Cracks, pops and bangs pierced the warm fall air Wednesday in Birchwood beneath a brilliant sun. Ted Smith would have liked the sound. The sunshine? Not so much.
"The worse the weather was, the more he liked it," said Anchorage Police Department Chief Justin Doll during a ribbon-cutting ceremony for the new Ted R. Smith Tactical Training Facility for Law Enforcement. "That was really interesting if you were a student."
Smith — a former APD officer and instructor from Eagle River who died in a 2013 plane crash at the age of 59 — was passionate about training and safety.
"He loved anything you could fly, drive or shoot," his family wrote in Smith's 2013 obituary. "And anything he loved, he became certified to teach or fix — pilot, flight instructor, scuba diver, gunsmith, mechanic, emergency medical instructor, biker, and firearms instructor."
Smith's wife, Barb, and children, Amy and David, were on hand to help officially open the range. Barb Smith said her husband "would have loved this range."
"He shared with Anchorage police, he shared with state troopers, federal agencies, the military — especially our deploying troops — and civilians," she said. "His passion was having us all prepared and just assuring we would all go home safely at the end of the day. He so would have loved playing here — it's just a wonderful facility."
The recently completed facility that bear's Smith's name was more than a decade in the making.
According to APD spokesman MJ Thim, the 22-acre facility was funded with a trio of state grants totaling $8.2 million secured between 2012 and 2014. In 2015, the Municipality of Anchorage purchased the land from Eklutna Inc. for $1.95 million. Last August, Anchorage Public Works director of maintenance and operations Ted Czajkowski told the Alaska Star construction was expected to cost about $4.6 million, with another half-million for design work.
The facility — adjacent to the Birchwood Recreation and Shooting Park and across the street from the Birchwood Airport on land overlooking Knik Arm — includes 300-, 150- and two 50-yard ranges as well as a 2,208-square-foot operations building and paved parking lot. It also includes 40 benches built and donated by members of the APD Citizens Academy Alumni. Thim said the benches took six weeks and more than 300 hours to build and were made possible because of donations by the academy, individuals and the Alaska Peace Officers Association.
One of the benches is dedicated to Smith and includes a plaque featuring a quote from the retired sergeant, who served from 1982 until retiring from APD in 2011.
"A golf course is a waste of a perfectly good rifle range," reads the inscription.

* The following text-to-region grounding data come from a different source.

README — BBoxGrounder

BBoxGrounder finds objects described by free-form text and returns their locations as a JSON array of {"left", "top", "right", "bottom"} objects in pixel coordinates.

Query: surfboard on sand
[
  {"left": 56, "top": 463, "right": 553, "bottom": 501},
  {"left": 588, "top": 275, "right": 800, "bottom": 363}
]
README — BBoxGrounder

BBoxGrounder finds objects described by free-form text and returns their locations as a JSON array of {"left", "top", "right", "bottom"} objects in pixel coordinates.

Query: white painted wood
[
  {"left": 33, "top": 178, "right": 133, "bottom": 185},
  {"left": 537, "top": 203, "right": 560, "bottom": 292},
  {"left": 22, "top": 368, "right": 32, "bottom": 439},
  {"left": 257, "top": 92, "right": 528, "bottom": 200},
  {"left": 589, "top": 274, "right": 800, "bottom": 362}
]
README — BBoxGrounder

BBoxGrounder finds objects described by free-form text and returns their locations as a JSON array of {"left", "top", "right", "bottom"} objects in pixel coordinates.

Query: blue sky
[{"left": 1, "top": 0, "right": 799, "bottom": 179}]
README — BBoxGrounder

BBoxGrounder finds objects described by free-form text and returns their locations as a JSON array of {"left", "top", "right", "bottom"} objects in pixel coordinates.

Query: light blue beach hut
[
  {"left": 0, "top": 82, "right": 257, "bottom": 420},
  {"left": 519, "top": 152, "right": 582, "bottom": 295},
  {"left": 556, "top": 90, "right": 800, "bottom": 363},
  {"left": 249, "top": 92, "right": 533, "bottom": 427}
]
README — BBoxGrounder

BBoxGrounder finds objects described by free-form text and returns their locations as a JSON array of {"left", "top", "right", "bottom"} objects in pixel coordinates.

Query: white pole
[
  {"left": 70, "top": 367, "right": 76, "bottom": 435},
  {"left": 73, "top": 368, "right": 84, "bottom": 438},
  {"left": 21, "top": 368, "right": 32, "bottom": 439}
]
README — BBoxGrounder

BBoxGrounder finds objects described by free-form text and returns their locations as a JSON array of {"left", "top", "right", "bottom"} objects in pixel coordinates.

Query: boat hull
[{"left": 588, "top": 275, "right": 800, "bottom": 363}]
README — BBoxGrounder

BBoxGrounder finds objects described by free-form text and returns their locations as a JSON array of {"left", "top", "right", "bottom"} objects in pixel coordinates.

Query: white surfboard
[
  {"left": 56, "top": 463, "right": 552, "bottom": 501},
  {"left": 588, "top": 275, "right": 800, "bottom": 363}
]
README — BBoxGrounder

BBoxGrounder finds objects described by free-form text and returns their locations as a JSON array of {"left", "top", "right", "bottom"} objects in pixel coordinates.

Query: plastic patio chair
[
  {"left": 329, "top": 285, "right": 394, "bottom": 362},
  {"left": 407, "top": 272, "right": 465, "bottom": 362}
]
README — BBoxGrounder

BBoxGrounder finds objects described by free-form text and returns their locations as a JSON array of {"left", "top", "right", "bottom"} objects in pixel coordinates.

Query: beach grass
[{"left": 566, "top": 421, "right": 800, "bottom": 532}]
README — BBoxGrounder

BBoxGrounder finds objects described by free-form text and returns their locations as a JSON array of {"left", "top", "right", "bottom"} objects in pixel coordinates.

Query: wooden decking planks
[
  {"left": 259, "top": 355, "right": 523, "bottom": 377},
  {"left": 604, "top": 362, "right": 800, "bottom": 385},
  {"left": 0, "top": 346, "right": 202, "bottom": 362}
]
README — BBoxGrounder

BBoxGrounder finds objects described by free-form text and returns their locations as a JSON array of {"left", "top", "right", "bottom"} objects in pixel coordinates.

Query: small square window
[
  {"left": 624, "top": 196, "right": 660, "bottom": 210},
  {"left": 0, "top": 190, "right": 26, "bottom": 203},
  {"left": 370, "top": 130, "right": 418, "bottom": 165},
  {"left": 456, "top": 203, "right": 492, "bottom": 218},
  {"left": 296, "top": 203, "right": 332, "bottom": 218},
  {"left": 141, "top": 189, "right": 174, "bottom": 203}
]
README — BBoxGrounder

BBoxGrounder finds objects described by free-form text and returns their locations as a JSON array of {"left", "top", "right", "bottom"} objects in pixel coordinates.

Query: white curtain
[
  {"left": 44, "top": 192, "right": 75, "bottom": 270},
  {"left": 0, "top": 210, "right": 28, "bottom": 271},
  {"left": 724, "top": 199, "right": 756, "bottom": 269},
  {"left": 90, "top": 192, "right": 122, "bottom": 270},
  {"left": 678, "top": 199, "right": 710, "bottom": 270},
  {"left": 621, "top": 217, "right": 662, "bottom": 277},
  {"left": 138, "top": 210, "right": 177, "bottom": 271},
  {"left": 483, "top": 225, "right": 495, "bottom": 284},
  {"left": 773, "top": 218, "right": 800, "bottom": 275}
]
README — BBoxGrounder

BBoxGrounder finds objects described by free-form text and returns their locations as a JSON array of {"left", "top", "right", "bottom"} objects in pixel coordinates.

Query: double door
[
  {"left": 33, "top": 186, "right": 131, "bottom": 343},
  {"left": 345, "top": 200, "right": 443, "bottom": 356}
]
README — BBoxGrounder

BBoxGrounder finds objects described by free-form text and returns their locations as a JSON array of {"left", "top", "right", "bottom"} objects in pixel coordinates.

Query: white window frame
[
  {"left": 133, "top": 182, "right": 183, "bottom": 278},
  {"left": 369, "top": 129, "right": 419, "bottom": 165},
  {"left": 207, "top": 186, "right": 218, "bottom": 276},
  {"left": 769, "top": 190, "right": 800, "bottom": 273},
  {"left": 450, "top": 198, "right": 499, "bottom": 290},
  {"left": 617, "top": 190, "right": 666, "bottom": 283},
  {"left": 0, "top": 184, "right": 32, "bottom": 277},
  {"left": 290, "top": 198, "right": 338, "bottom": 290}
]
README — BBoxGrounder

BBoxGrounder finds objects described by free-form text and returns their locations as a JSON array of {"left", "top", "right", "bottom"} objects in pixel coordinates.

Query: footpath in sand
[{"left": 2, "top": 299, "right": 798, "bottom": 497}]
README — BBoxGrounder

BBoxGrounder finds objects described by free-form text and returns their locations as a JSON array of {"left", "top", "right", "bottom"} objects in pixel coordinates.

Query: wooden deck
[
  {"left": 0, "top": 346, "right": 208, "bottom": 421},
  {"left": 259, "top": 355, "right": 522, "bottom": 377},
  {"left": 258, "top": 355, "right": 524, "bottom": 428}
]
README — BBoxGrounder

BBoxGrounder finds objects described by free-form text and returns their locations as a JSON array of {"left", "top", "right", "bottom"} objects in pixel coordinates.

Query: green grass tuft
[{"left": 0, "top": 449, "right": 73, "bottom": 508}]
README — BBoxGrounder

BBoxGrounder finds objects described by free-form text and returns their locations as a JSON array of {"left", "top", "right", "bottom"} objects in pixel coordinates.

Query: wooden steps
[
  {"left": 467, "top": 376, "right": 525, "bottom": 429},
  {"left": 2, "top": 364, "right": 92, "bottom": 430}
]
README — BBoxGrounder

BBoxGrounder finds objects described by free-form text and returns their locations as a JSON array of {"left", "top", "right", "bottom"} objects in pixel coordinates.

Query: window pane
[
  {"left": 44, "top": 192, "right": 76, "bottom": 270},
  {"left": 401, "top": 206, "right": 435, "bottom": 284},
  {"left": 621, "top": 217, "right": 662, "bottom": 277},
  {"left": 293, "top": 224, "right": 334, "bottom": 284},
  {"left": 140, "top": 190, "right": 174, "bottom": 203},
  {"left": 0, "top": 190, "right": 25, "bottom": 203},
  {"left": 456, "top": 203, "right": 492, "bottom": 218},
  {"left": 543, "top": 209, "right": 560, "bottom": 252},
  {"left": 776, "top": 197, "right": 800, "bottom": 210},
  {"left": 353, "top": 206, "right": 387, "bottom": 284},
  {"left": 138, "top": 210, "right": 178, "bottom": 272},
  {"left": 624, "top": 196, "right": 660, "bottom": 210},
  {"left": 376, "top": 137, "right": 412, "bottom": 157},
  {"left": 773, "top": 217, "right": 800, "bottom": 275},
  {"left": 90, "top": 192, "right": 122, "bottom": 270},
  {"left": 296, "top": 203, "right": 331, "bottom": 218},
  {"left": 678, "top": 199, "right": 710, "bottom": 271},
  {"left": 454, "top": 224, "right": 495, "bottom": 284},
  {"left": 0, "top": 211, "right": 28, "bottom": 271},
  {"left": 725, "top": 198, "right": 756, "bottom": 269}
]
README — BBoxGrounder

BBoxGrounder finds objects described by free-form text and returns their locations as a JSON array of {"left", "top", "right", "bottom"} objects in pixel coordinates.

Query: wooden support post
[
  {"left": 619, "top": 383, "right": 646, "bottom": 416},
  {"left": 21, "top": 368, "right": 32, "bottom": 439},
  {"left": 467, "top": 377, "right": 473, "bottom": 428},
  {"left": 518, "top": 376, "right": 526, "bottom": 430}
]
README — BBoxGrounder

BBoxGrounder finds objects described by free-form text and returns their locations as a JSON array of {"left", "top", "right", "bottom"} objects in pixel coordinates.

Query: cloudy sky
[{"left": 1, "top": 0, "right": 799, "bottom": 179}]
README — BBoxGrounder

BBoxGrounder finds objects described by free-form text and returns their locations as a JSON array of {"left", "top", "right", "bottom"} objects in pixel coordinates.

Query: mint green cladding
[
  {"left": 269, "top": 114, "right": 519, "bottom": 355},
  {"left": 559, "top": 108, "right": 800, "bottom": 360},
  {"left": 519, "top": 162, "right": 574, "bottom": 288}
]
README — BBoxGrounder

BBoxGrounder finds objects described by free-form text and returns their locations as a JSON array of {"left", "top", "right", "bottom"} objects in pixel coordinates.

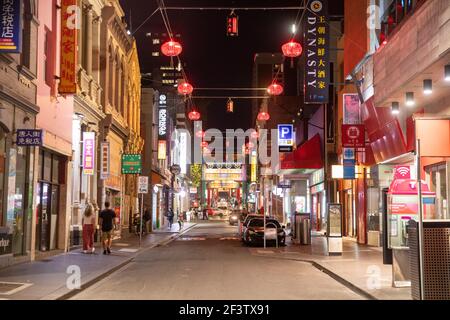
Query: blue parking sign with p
[{"left": 278, "top": 125, "right": 294, "bottom": 152}]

Anchorage Mayor Ethan Berkowitz said the "world class" facility marks a major advance in the department's training capabilities.
"We ought to aspire to excellence in everything we do and this facility measures up to that," Berkowitz told the dozens of police officers who joined Smith's family and friends for the midday ceremony.
After the ceremony, guests were given a tour where Lt. Richard Henning showed off some of the features — including adjustable lights along the range and heaters above the firing line. The target areas are concrete-faced with rubber and the ranges themselves are constructed of asphalt reclaimed from the Glenn Highway.
APD officers previously trained at private shooting ranges such as the one adjacent to the new facility. Chief Doll said having a dedicated law enforcement range near Anchorage will benefit not just his agency, but all law enforcement in the area.
"From zero to this is a pretty massive step-up," he said. "We never had our own outdoor range. So having this facility available is huge. It's huge for APD, it's huge for all the other law enforcement agencies that operate in Southcentral Alaska."
Doll said the range will be used not just by APD but by the likes of local police forces, the Alaska State Troopers and the FBI.
"If you think about it, it really enhances the team-building and the joint operations that we do all the time to have someplace like this that we can share and train at together," he said.
That's something Smith would have definitely approved of. His dedication to training was legendary, and Doll credited Smith with installing much of the curriculum and exercises still used by today's officers.
"Ted strove to be excellent in everything he did."